Better RFP Responses & Management
Keeping the Writing Simple

Keeping the Writing Simple

Writing easy-to-understand and memorable RFP responses isn’t easy.  The place to start  is to keep things as simple as we can.  

“Write drunk; edit sober.”

The first time I read this little gem somewhere online, I laughed aloud.  Working on RFP responses, I’d often wondered what was wrong with the experts whose drafts I was editing, and what would explain the stream-of-consciousness jumbles I often encountered.  Maybe this was the answer: They were drunk.

Not surprisingly, this saying is widely attributed online to a writer who made no secret of his drinking habits: Ernest Hemingway.  But it seems that this attribution, like so many others, is suspect.  Instead, this version likely originated in a Peter de Vries novel. 

“Sometimes I write drunk and revise sober, and sometimes I write sober and revise drunk. But you have to have both elements in creation — the Apollonian and the Dionysian, or spontaneity and restraint, emotion and discipline.”

The character speaking was, apparently, based on Dylan Thomas: as reasonable a literary link as Hemingway, I’d say.

Who took it from this lengthy version to the one that now appears on t-shirts?  Dunno.  I do know that it’s much more memorable in this four-word form, as are other simple sayings that set up a similar contrast.

Measure twice; cut once.

Buy low; sell high.

Work fast; eat slow.

Does our physiological bilateral symmetry predispose us to think in binary terms—a leaning to “on one hand, on the other” thinking?  Does this structure subtly appeal to the left and right hemispheres of our brains?  Or are we just not smart enough to hold more than four words in our heads at a time?  Dunno.
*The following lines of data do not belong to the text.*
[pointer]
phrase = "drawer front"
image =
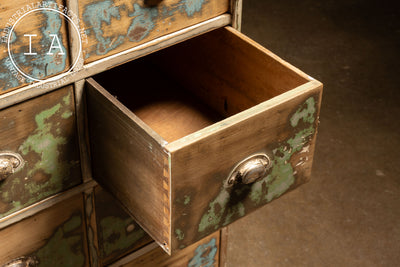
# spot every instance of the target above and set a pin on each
(53, 237)
(30, 54)
(203, 253)
(116, 25)
(183, 175)
(42, 134)
(118, 233)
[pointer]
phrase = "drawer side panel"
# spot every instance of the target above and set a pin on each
(129, 162)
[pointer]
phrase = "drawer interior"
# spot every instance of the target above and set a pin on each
(187, 87)
(167, 130)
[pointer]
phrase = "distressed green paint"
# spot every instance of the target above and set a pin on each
(43, 148)
(179, 234)
(222, 210)
(95, 15)
(44, 143)
(115, 234)
(142, 23)
(192, 6)
(65, 247)
(204, 255)
(186, 201)
(40, 66)
(214, 215)
(66, 114)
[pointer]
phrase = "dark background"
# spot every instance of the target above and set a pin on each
(349, 214)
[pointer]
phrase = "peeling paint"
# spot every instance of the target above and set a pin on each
(142, 23)
(94, 15)
(47, 171)
(186, 201)
(204, 255)
(179, 234)
(192, 6)
(116, 236)
(65, 247)
(304, 113)
(227, 206)
(41, 65)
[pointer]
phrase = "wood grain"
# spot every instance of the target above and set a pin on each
(257, 103)
(201, 204)
(114, 26)
(202, 253)
(41, 24)
(228, 71)
(128, 159)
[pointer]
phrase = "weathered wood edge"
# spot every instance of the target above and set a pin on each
(242, 116)
(165, 179)
(33, 90)
(80, 111)
(269, 53)
(135, 255)
(236, 11)
(73, 6)
(127, 112)
(44, 204)
(223, 244)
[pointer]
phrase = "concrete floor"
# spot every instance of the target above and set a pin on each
(349, 214)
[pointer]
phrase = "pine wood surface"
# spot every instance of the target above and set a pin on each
(114, 26)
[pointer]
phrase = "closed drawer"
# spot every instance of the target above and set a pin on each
(48, 34)
(113, 26)
(39, 154)
(205, 252)
(53, 237)
(201, 134)
(117, 232)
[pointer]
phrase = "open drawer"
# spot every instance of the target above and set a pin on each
(197, 135)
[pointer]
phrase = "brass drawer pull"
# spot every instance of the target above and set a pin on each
(250, 170)
(10, 162)
(22, 262)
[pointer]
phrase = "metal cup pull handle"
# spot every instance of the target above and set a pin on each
(249, 170)
(10, 162)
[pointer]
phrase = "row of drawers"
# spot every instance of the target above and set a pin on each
(188, 139)
(105, 28)
(58, 236)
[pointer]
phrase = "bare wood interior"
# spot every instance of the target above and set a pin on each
(135, 179)
(187, 87)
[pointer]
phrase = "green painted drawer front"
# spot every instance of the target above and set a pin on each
(40, 56)
(116, 25)
(43, 132)
(53, 237)
(118, 233)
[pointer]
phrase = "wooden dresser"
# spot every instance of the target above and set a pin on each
(132, 133)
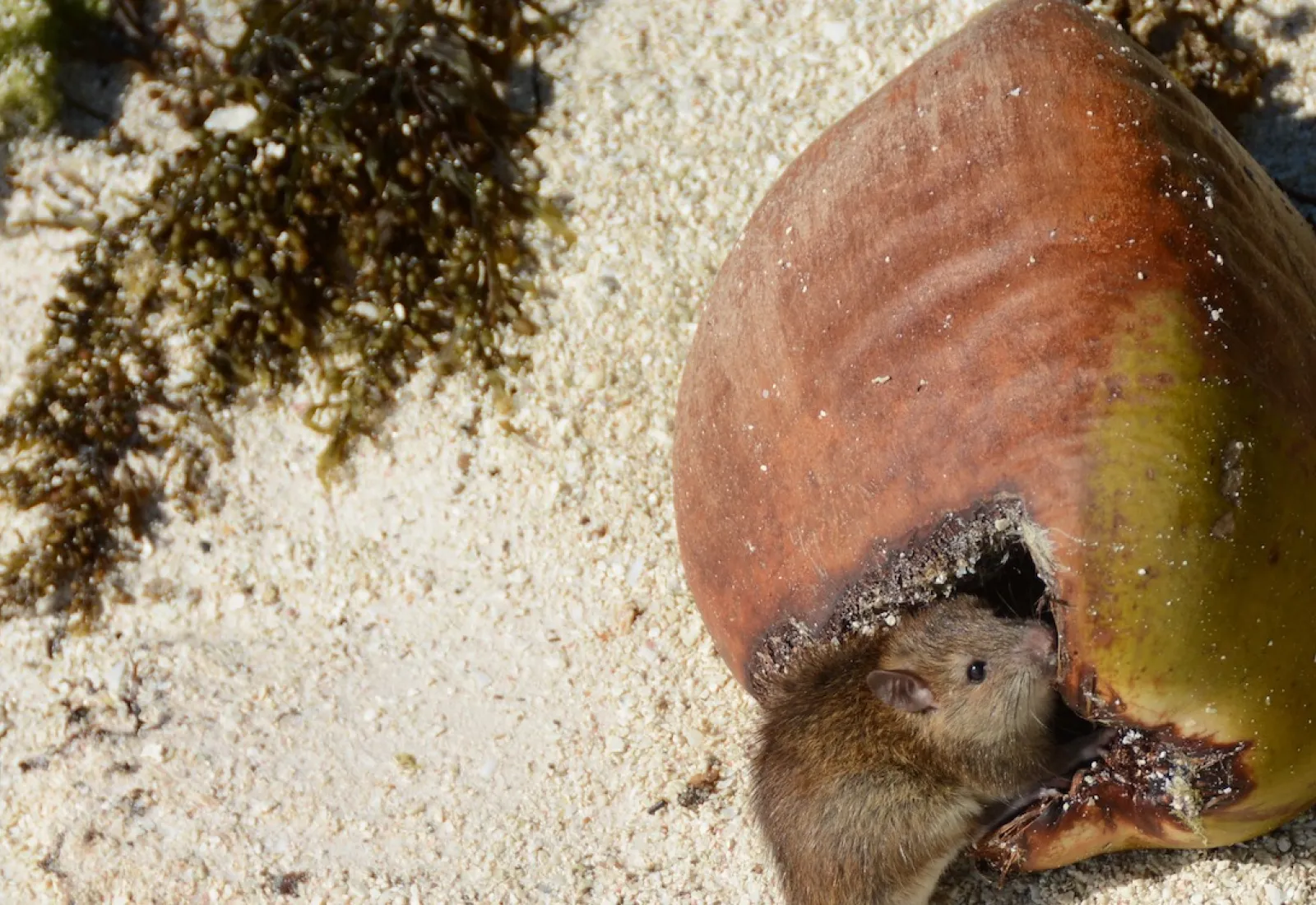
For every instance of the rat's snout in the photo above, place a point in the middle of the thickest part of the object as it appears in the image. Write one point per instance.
(1039, 643)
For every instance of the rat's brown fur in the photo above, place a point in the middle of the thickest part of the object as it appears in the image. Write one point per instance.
(864, 803)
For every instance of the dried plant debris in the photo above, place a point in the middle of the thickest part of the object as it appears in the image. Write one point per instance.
(701, 786)
(354, 207)
(1197, 41)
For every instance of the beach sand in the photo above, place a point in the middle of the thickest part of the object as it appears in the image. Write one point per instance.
(471, 672)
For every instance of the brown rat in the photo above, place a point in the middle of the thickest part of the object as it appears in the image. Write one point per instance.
(881, 758)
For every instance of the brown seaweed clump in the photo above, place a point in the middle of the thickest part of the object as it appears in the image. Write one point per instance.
(354, 207)
(1197, 42)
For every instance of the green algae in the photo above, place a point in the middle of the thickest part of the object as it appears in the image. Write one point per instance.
(354, 208)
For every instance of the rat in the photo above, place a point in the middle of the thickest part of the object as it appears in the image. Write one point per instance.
(882, 757)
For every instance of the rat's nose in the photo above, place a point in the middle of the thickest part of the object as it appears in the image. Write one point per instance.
(1040, 643)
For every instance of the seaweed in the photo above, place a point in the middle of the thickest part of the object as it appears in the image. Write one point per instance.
(354, 207)
(1198, 44)
(37, 37)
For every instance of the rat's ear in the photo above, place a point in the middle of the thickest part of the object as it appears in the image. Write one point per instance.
(905, 691)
I do know that we often make our RFP responses too complicated, and end up failing to communicate simply by trying to communicate too much. 

You know what Hemingway said, right?

“Keep it simple, stupid!”

Or maybe it was Dylan Thomas.  Dunno.


  1. Jim Taylor

    I spent about ten years working with Eric McLuhan, son of the famed Marshall McLuhan. Eric did all kinds of esoteric analyses of literature and linguistics. I remember once he explained to me that the nature rhythm of the English language is four beats to the bar, just like pop jazz. The 18th century poets like Alexander Pope considered iambic pentameter to be the finest form (and actually rewrote a lot of Shakespeare into iambic pentameter because they thought he had missed the boat). But as Eric pointed out, they almost inevitably wrote four beats to the line, but then added a moralistic word to prop the line up to five beats. Take out the morally coloured adjective or adverb, and they were right back to four beats (or feet, or whatever) per line.

    1. Isabel Gibson

      Jim – That’s fascinating! So we’re all doing the equivalent of jazz improvisation as we speak, and jazz standards as we give formal, planned speeches? It takes some hubris to rewrite Shakespeare, although I think I’ve met folks like that in Proposal Land, too! I wonder how far that goes – I was listening to some First Nations drummers the other day, and suspect that their rhythm was 4 beats to the bar, too.